Hasbrouck v. M'Adam

4 How. Pr. 342 | N.Y. Sup. Ct. | 1850

Edmonds, Justice, observed that many of the profession had supposed that the service of such a demand, under section 126 of the code, of itself worked a change in the place of trial, where the county designated for that jiurpose in the complaint is not the proper county. But this was a mistake. The effect and object of that section is to allow the cause to be tried in the county designated in the complaint, though neither of the parties reside there, unless the defendant shall serve a demand in writing that the trial be had in the proper county, and in case such demand be served, the defendant may, on the trial, avail himself of the objection. So that where such demand is served, the plaintiff must change *343the place of trial to the proper county, or be in danger of having his complaint dismissed on the trial. But to change the place of trial, application must be made to the court, by one party or the other, and either party may do it, but the defendant cannot by the mere service of a demand, change it.

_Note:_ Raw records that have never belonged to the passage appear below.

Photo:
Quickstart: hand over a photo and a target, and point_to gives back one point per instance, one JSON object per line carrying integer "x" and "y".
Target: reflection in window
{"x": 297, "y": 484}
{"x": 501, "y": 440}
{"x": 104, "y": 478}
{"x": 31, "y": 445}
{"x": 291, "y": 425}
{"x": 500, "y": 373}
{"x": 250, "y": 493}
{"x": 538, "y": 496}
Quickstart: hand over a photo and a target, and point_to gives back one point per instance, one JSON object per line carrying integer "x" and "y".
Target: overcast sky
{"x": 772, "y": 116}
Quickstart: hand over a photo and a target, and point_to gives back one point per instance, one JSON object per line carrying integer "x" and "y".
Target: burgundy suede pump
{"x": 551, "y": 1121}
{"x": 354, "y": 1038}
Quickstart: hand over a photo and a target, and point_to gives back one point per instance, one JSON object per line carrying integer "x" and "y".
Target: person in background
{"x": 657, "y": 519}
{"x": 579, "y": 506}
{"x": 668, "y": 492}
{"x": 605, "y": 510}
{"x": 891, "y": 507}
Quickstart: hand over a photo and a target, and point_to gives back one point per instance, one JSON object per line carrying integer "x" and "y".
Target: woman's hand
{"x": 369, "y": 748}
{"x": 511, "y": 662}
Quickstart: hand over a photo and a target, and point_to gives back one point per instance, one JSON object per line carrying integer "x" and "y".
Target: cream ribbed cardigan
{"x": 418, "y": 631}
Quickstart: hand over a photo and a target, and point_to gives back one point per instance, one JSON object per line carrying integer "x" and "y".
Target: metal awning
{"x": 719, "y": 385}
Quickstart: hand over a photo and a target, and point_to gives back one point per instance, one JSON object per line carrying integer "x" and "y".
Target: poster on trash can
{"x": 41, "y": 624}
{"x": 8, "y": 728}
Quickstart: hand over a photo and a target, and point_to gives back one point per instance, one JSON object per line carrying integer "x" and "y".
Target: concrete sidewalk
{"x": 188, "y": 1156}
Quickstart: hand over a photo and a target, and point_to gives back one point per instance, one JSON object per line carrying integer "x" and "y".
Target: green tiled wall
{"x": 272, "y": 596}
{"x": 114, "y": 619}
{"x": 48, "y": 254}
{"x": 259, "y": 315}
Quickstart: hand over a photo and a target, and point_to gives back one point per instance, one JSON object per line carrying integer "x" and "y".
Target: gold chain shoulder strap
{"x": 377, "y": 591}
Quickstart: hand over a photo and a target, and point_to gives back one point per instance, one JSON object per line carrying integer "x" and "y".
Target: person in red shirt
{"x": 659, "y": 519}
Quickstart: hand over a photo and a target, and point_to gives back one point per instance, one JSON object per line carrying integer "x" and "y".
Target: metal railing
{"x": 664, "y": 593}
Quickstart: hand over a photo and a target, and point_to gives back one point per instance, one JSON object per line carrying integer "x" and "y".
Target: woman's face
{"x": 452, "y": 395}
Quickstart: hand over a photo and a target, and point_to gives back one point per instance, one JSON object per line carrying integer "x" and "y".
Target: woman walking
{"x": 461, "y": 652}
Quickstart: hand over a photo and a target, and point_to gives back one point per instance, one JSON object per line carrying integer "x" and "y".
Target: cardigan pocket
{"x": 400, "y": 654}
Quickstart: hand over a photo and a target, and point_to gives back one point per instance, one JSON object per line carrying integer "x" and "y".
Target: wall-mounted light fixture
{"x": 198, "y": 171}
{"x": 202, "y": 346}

The necessity of an application to the court, is quite apparent; for suppose the plaintiff resides in one county, the defendant in another, and the place of trial is designated in a third; into which the two proper counties is the place of trial to be changed ? And so, if there are several defendants residing in different counties, which defendant is to have the choice ?

The whole thing is subject to the power of the court to change the place of trial under section 125, and its power must be invoked. The defendant by his own act cannot change it.

This motion must, therefore, be denied; but as the notice is broad enough, the defendant may have the place of trial changed to the proper county if he desires it.